A Very Nice Girl
Imogen Crimp

A Very Nice Girl
Imogen Crimp
Anna is struggling to afford life in London as she trains to be a singer. During the day, she vies to succeed against her course mates with their discreet but inexhaustible streams of cultural capital and money, and in the evening she sings jazz at a bar in the City to make ends meet.
Review
by Julia Jackson
The last time I read a book that happened to have ‘girl’ in the title, things didn’t pan out too well for the main character. But that was a crime fiction book, and A Very Nice Girl is literature, although reader, you could be forgiven for sometimes not being able to tell the difference due to the harrowing subject matter and that niggling sense of dread that slowly sets in like coastal fog.
At the centre of this highly anticipated release is Anna: twentysomething; impoverished student yet promising operatic soprano; newly uprooted from her sheltered country upbringing (lots to unpack there). Moonlighting as a jazz chanteuse at a moody London night-spot, Anna meets Max, an older swinging dick (financier, in the parlance), in an awkward initial encounter. It doesn’t take long for the breadcrumb trail of tiny alarms to start ringing. Gradually, the pull of Max’s ‘magnetic’ personality and mysterious lifestyle begins to take a hold of Anna. But it’s okay, supposedly, because they’re not in a relationship. Or are they? Little by little, the consequences of Max’s control begin to take their toll.

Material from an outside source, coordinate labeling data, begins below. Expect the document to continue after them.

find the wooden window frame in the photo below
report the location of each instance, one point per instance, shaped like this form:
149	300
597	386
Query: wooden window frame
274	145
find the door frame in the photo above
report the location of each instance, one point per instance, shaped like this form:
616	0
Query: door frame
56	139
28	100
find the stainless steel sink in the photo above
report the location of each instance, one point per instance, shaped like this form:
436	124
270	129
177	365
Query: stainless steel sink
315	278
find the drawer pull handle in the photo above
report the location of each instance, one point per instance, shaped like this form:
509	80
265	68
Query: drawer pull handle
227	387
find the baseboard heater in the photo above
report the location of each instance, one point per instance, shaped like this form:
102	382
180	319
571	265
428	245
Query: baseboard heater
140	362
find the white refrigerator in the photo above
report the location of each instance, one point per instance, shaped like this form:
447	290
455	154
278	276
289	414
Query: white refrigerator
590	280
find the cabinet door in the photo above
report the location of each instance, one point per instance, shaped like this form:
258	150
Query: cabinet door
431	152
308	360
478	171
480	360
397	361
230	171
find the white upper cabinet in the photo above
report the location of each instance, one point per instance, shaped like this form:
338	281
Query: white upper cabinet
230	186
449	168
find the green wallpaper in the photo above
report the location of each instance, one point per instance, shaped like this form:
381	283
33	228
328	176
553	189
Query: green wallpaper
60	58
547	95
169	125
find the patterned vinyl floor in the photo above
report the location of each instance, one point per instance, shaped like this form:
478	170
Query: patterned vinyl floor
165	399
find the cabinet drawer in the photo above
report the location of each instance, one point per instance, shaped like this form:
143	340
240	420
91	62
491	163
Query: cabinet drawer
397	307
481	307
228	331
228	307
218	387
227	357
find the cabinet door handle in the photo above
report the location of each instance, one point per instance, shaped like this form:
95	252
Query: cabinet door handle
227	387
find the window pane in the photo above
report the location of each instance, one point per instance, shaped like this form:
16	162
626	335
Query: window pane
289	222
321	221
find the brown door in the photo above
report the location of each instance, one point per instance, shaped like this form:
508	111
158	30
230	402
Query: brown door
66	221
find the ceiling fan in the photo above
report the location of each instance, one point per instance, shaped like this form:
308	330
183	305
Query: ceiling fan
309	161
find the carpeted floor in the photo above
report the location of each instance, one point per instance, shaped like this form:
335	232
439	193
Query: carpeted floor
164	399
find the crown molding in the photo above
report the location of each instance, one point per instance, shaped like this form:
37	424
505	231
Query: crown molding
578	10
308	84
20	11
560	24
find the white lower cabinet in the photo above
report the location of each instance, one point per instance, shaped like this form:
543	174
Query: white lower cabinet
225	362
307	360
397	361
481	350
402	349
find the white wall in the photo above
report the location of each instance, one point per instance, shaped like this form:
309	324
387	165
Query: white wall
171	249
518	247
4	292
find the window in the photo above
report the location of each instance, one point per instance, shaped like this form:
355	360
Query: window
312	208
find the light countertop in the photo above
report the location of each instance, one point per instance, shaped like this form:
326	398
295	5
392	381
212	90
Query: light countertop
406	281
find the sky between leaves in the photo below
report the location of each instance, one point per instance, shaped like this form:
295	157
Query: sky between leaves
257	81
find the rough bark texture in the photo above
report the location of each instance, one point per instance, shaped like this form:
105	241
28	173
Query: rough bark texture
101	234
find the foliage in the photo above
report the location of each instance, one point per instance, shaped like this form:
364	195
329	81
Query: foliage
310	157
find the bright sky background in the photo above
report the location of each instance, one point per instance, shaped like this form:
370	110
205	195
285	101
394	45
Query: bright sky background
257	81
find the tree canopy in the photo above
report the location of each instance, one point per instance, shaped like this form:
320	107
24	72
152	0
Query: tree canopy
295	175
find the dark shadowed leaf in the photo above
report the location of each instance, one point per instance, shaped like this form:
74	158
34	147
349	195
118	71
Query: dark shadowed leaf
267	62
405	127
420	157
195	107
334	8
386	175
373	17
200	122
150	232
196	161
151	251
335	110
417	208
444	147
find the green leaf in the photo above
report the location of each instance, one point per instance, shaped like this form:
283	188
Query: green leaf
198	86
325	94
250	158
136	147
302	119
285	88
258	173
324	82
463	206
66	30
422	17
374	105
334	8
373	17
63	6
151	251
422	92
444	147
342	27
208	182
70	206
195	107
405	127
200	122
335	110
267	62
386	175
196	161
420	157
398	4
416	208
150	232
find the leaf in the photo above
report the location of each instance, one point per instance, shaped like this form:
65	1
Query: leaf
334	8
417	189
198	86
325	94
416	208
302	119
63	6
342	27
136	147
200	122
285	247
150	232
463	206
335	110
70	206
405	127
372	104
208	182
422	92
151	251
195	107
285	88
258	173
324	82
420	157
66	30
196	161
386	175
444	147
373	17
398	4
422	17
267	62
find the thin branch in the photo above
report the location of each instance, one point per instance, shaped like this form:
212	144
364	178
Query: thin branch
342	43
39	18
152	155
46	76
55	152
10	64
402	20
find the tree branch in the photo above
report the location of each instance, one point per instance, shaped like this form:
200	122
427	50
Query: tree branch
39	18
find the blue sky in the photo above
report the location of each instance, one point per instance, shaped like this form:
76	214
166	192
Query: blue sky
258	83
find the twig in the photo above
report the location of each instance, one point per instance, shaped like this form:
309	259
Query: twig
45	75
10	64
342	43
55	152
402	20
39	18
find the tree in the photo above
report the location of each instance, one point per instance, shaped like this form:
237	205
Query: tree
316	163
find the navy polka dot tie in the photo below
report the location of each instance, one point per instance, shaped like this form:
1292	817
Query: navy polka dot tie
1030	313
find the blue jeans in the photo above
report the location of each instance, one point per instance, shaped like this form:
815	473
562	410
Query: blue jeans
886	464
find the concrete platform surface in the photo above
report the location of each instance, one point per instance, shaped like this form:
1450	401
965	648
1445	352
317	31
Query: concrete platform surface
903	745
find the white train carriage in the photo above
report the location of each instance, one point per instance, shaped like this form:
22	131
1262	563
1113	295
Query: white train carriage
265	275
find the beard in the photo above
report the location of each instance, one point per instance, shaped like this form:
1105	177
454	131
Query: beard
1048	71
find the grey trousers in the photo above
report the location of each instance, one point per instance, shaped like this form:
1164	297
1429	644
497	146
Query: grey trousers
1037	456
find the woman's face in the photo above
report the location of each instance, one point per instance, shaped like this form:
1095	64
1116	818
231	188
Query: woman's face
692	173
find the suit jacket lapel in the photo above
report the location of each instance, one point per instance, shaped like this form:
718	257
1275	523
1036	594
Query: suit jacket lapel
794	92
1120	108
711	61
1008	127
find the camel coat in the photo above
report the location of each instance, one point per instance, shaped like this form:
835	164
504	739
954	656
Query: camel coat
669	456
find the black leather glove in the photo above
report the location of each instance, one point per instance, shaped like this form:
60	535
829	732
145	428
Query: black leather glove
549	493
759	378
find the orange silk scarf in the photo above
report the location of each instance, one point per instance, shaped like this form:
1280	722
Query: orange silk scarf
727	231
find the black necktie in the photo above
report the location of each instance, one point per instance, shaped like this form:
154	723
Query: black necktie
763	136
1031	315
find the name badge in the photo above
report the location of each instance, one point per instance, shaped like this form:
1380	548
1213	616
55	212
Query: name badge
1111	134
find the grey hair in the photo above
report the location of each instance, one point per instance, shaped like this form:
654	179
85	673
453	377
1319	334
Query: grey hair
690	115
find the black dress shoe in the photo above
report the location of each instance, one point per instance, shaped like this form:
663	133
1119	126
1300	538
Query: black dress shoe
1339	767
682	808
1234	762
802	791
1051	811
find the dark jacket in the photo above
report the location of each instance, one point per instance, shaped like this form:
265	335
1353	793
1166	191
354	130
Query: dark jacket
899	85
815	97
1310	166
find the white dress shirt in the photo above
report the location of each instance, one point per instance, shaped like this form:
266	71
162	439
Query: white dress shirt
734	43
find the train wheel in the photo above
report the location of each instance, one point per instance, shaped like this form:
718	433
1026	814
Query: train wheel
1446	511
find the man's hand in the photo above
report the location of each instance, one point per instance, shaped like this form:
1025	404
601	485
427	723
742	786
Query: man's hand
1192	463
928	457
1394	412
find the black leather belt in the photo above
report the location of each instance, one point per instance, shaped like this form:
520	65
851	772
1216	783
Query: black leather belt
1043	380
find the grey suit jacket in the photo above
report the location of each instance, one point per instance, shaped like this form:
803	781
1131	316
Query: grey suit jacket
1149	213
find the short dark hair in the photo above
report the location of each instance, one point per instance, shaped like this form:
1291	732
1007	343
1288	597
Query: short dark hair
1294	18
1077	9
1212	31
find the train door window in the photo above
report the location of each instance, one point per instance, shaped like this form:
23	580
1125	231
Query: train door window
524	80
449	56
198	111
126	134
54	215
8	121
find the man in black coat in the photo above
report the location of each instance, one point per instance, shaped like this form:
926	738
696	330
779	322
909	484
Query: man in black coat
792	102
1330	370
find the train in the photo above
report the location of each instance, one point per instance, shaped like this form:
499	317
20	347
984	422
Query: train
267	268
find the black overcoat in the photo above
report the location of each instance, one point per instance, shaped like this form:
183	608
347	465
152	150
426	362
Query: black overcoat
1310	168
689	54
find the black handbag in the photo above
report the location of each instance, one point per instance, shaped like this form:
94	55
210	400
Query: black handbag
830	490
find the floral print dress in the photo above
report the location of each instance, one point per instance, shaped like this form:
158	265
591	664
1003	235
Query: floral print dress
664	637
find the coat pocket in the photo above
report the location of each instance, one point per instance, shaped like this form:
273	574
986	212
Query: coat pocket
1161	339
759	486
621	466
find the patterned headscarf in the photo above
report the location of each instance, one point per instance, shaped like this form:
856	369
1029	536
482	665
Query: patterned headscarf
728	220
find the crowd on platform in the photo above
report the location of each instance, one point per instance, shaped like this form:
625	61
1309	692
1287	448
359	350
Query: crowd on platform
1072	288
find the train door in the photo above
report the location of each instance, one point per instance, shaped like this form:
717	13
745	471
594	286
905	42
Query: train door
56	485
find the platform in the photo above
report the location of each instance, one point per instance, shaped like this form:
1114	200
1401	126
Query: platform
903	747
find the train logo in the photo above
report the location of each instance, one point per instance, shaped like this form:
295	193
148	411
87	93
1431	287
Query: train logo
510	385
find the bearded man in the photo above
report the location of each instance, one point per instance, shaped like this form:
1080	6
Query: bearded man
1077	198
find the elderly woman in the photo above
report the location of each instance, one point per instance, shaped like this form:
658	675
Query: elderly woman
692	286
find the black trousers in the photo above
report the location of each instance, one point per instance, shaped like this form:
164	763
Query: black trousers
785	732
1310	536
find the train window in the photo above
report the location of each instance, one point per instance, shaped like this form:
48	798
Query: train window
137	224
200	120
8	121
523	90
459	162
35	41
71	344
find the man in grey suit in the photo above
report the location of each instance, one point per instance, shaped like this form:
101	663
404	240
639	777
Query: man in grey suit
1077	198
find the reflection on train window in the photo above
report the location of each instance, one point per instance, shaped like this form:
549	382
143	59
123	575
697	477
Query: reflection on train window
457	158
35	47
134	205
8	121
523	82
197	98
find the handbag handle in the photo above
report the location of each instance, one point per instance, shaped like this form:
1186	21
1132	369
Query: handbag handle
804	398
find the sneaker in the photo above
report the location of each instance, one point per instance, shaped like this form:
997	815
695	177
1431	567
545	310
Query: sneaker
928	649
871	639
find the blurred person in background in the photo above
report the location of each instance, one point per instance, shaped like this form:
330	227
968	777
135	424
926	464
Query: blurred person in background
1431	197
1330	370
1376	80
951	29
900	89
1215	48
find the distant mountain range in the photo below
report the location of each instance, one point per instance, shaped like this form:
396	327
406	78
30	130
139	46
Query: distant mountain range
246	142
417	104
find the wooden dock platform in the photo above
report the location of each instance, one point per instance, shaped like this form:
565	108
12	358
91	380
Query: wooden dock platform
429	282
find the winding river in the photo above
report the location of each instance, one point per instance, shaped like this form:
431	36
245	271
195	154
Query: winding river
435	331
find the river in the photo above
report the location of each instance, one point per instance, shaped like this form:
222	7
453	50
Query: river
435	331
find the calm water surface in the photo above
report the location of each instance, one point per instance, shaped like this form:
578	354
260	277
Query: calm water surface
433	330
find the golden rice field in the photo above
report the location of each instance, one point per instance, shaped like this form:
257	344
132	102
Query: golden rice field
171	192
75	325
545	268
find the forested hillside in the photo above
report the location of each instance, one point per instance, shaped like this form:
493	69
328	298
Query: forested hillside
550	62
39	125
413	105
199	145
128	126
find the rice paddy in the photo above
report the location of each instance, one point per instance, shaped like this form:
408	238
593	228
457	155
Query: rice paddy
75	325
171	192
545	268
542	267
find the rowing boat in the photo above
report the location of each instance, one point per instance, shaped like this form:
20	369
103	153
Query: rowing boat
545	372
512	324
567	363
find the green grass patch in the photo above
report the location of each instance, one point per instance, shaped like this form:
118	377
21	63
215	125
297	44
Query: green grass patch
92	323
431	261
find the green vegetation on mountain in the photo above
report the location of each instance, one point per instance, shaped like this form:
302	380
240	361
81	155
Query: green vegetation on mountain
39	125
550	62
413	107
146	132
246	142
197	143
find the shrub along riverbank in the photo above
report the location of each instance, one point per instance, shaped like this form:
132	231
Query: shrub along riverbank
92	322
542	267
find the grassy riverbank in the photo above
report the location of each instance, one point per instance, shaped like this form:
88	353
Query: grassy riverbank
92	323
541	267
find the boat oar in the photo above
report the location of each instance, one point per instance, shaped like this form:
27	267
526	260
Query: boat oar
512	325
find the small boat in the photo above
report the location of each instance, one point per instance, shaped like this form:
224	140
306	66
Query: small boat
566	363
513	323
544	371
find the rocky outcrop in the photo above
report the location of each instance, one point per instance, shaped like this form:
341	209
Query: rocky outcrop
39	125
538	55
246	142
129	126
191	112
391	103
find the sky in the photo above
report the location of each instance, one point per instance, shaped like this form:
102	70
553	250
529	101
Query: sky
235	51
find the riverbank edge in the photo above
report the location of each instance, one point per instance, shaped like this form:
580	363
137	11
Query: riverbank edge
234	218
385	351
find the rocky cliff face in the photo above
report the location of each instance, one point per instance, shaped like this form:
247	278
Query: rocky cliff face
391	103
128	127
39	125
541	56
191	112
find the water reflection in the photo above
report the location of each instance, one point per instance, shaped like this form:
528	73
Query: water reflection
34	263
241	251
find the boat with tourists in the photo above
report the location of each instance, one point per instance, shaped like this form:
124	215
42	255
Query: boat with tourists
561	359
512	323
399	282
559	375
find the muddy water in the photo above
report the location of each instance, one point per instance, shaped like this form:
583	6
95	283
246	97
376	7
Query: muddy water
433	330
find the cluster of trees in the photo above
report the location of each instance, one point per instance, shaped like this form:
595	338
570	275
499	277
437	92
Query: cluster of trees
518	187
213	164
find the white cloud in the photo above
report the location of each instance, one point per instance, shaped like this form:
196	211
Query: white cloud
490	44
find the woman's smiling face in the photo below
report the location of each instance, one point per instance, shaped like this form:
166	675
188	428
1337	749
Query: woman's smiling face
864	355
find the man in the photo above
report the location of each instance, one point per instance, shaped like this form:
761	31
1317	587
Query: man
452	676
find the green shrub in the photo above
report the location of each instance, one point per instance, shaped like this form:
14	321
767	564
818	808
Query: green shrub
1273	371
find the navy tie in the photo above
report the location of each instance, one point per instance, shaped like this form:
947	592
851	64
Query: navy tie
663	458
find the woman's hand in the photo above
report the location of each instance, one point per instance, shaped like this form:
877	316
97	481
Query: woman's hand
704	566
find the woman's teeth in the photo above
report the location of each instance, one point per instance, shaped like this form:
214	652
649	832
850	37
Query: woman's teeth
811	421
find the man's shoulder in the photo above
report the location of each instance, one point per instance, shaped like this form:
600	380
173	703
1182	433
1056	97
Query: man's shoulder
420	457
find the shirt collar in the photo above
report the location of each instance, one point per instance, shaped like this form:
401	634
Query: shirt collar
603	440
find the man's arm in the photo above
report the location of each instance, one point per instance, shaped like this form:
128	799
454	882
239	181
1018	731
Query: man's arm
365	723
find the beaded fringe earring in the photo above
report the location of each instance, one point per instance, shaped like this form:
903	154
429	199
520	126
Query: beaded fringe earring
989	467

The ‘bible’ of the professions of the mind, the DSM, would have a lot to say about Anna and Max. So, I wager, would acclaimed journalist Jess Hill. While this book is inspired by Jean Rhys’ 1934 novel Voyage in the Dark, and closely mirrors its plotline of a young chorus girl’s troubling relationship with an older man, Imogen Crimp has delivered a thoroughly contemporary update. This is an assured debut that doesn’t squirm away from uncomfortable topics. Crimp’s use of opera as a central theme brings a ‘meta’ layer whereby both author and main character reflect on the visceral experiences of women at the hands of douchebags. After the shame and the rebuilding is Anna’s own realisation: ‘to not mute [one’s] colour to match someone else’s’.
Julia Jackson is the assistant shop manager at Readings Carlton.